Böttchers Erfahrungen und Erkenntnisse hat er in seinem Buch "MS für Anfänger" zusammengefasst. Darin plädiert er für einen souveränen Umgang mit der Schulmedizin und betont die Bedeutung von Selbstbestimmung und Eigenverantwortung bei der Behandlung von MS. Er ermutigt Patienten, sich aktiv an ihrem Heilungsprozess zu beteiligen und alternative Therapieansätze in Betracht zu ziehen.

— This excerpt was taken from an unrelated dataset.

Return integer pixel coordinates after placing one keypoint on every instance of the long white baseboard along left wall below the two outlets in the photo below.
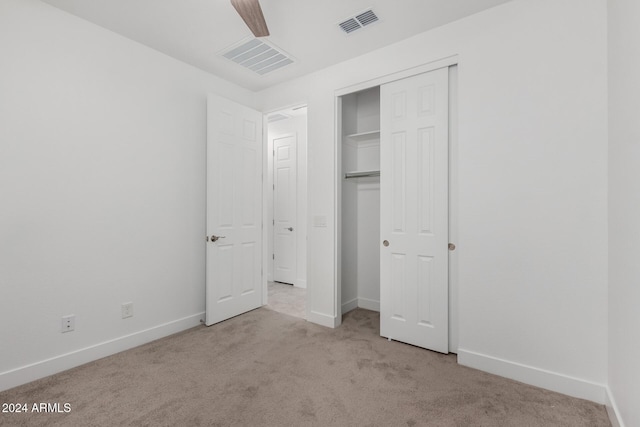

Böttcher kritisiert das Schubladendenken in den medizinischen Leitlinien und fordert eine individualisierte, ganzheitliche und patientenspezifische Vorgehensweise, die den Menschen als komplexes biologisches System betrachtet. Er sieht den Arzt als Berater und Begleiter des Patienten, der diesen auf seinem persönlichen Heilungsweg unterstützt.

Kontroverse und Kritik

Böttchers Ansatz ist nicht unumstritten. Einige Kritiker werfen ihm vor, er reduziere MS auf einen Ernährungsansatz und vernachlässige die Bedeutung der Schulmedizin. Andere bemängeln, dass er unheilbare Erkrankungen durch alternative Methoden heilen zu können suggeriere.

Böttcher selbst betont jedoch, dass er nicht die Schulmedizin ablehnt, sondern lediglich für einen offeneren und ganzheitlicheren Ansatz plädiert. Er ermutigt Patienten, verschiedene Optionen auszuprobieren und ihren eigenen Weg zu finden.

Die Quintessenzen des Lebens

In einer besonders schwierigen Phase seiner Erkrankung schrieb Böttcher einen 150-seitigen Abschiedsbrief an seine Töchter, in dem er seine wichtigsten Erkenntnisse und Ratschläge für ihr Leben festhielt. Diese "Quintessenzen" sind Sätze wie: "Liebe kennt kein Ego - Verliebtheit kennt nichts anderes" oder "Mach lieber Fehler, als gar nichts richtig." Sie zeugen von Böttchers tiefer Auseinandersetzung mit dem Leben und dem Tod und seinem Wunsch, seinen Töchtern etwas Wertvolles mit auf ihren Weg zu geben.